Sydecar Raises $8.3M to Streamline and Standardize Venture Capital
Venture capital fintech company Sydecar announced Tuesday that it raised $8.3 million in seed funding led by Deciens Capital. The company’s platform helps streamline common VC financial processes like back-office operations, automatic banking, compliance, contracts and reporting.
Sydecar CEO Nik Talreja founded the company in part due to his own experience with venture capital both as an attorney working for firms and later as a venture fund founder himself.
While practicing law, Talreja realized that many of his billable hours weren’t efficient for VC investors, nor did they create alignment between a lawyer and their client.
“I realized that there had to be a better way for mediating relationships, especially when it comes to how best in class strategy can be delivered, how documentation is delivered and [how] transactions occur,” Talreja told Built In.
After starting his own fund called 18 Ventures, he and co-founder David Meister realized their experience in VC financing and legal practice could be put to use standardizing many VC processes which were, at the time, a headache to manage.
“We created Sydecar to be the product we wished we had when we were starting out,” Meister, Sydecar’s CBO, said in a statement. “Our goal is to help anyone invest in the entrepreneurs they believe in without needing a personal team of lawyers and accountants.”
Sydecar not only reduces the regulatory burden on individual investors but also saves investors time and money. Instead of paying a lawyer to spend days or weeks of billable hours on launching investment vehicles, Sydecar standardizes the process to take only a matter of minutes.
“We don’t want to replace legal counsel. Counsel plays a really important role. It exists to provide guidance and strategy and align perfectly with what you want to accomplish as a client,” Talreja said. “But at the same time, I think we can alleviate a lot of the pain [of launching vehicles] and let investors focus on negotiating things that actually matter.”
To date, the company has helped thousands of investors close over $350 million in deals both directly through the platform and through partnerships with companies like Stonks and Allocate.
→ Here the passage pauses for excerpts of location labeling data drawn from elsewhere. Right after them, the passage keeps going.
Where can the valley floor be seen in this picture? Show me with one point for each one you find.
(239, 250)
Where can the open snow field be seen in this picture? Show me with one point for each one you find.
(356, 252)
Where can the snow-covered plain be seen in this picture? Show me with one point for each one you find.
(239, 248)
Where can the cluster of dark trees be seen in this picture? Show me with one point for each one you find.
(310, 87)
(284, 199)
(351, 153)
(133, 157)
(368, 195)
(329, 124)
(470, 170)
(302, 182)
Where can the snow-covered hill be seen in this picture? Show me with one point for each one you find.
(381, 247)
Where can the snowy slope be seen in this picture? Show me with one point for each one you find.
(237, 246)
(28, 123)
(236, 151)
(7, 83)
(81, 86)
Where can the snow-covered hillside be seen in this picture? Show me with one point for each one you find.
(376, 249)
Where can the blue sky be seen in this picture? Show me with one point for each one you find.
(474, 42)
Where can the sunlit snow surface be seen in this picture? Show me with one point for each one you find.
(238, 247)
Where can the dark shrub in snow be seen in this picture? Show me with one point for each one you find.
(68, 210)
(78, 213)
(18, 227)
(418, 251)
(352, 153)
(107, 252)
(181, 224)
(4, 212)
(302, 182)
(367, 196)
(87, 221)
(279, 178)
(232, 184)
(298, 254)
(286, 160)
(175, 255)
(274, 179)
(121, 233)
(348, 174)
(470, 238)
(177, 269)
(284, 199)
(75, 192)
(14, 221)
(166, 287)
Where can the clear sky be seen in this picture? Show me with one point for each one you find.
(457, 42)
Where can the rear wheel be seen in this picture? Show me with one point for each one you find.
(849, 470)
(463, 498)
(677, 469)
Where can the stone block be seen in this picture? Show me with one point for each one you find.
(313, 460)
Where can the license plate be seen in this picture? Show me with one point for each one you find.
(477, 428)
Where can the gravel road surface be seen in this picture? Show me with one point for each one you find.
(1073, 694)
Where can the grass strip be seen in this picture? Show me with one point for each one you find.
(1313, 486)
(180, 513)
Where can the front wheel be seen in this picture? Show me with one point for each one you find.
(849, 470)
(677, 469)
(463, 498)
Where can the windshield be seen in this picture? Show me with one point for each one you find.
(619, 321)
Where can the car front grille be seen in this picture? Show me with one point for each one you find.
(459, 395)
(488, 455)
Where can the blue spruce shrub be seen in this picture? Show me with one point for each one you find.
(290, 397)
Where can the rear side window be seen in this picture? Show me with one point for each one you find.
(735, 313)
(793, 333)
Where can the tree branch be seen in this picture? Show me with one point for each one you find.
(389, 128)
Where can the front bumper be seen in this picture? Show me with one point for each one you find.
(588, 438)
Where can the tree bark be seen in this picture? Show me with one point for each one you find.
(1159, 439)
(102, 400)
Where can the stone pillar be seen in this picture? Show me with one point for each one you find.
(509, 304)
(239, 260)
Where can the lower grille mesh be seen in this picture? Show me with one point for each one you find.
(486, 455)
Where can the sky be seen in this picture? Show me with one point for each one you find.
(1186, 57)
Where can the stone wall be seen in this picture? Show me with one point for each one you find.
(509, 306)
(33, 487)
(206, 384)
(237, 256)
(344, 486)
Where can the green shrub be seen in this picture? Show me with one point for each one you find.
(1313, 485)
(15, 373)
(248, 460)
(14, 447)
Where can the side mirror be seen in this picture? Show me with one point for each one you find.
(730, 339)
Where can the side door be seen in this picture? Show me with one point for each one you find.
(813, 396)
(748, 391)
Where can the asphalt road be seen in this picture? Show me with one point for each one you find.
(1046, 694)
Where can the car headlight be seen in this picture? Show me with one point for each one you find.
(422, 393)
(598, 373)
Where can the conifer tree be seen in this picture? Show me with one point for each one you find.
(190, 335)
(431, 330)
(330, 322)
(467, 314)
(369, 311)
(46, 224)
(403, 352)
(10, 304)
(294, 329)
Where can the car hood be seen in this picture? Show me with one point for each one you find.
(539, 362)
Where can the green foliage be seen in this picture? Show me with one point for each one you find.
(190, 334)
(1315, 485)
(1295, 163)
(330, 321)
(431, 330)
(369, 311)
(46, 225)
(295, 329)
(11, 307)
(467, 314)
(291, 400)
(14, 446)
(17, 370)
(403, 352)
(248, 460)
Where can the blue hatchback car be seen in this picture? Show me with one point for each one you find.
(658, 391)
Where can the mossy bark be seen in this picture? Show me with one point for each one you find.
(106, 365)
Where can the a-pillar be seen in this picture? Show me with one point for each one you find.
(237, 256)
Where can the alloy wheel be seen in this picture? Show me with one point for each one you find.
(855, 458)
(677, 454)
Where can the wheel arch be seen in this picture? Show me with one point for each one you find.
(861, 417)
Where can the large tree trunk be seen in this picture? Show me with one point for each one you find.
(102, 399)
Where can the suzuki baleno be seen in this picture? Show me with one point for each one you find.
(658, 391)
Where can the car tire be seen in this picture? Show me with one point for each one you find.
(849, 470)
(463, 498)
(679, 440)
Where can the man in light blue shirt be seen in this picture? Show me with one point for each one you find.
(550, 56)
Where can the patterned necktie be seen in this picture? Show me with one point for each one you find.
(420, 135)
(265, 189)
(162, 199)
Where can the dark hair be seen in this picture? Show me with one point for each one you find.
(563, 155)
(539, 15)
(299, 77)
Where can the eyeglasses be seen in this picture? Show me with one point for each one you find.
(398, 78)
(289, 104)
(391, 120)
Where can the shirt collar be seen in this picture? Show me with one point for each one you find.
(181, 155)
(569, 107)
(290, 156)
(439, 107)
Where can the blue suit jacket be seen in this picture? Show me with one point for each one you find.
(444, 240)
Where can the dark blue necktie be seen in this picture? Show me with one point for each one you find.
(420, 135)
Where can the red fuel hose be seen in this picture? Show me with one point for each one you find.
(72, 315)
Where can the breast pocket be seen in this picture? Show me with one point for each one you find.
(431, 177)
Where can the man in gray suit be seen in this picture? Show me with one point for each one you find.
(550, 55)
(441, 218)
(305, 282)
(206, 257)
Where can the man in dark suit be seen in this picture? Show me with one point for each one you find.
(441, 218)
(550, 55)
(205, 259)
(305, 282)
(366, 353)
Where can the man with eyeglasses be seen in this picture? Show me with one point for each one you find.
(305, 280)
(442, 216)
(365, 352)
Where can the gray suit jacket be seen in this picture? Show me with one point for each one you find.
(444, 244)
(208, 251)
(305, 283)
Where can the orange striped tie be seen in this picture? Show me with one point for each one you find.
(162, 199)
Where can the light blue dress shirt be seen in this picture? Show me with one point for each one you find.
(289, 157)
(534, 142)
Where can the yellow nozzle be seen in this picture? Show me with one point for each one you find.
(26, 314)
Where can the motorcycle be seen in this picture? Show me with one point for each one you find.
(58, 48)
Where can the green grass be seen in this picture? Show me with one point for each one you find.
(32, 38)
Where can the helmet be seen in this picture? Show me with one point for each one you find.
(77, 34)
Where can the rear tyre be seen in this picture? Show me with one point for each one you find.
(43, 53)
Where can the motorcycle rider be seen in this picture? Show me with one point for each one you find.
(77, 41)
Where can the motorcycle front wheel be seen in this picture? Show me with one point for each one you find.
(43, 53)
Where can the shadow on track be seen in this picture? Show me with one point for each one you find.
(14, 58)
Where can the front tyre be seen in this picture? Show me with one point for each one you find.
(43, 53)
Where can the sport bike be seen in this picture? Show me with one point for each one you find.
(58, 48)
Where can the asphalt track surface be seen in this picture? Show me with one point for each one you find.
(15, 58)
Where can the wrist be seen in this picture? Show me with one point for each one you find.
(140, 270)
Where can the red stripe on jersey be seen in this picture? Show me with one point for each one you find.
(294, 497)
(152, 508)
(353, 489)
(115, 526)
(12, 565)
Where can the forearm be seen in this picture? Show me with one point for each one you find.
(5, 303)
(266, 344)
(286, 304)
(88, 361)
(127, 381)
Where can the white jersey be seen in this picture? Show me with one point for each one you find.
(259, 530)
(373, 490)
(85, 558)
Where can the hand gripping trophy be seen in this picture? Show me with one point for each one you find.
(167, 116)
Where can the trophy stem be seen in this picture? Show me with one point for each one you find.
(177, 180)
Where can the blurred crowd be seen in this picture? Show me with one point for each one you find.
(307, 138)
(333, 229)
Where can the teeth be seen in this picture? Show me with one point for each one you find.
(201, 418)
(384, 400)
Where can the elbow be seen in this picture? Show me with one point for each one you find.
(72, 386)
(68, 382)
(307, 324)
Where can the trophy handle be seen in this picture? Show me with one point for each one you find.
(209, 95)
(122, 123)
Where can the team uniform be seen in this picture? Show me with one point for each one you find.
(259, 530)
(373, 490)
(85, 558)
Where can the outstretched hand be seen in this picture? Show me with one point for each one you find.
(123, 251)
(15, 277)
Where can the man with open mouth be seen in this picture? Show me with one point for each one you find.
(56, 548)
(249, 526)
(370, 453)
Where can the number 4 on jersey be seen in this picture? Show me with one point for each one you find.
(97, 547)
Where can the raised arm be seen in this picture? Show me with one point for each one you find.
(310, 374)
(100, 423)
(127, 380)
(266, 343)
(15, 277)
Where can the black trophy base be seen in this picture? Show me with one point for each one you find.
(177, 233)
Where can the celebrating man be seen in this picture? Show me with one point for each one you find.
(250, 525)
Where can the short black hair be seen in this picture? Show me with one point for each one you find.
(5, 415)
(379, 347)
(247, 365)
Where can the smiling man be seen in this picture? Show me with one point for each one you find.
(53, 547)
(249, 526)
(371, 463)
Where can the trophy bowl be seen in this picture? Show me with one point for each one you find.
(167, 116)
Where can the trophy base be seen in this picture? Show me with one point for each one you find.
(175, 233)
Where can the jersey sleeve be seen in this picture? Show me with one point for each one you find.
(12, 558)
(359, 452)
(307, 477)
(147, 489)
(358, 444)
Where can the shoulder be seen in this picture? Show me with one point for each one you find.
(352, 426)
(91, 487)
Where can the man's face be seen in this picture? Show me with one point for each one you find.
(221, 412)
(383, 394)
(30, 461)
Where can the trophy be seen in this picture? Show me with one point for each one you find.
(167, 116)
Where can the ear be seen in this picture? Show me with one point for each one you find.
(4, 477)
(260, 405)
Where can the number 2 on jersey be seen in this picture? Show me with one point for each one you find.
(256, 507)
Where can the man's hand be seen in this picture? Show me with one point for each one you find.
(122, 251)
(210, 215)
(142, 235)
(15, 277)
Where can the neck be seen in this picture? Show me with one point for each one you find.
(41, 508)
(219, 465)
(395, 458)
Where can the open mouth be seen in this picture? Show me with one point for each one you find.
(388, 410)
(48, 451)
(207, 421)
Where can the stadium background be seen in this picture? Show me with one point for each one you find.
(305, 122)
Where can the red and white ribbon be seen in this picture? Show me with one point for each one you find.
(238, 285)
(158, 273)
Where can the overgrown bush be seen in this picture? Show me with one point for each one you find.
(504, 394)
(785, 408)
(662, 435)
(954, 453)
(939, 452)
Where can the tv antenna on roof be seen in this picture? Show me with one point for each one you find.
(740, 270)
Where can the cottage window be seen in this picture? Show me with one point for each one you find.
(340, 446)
With the fresh capital, Sydecar’s growing team plans to hire new talent across departments. Currently, the company is hiring multiple team members across product, engineering, customer experience, marketing and operations.
Most of the company is based in the Bay Area, which is where Talreja said they’re focusing on hiring. Sydecar also has team members distributed across offices in Seattle, Houston and Los Angeles.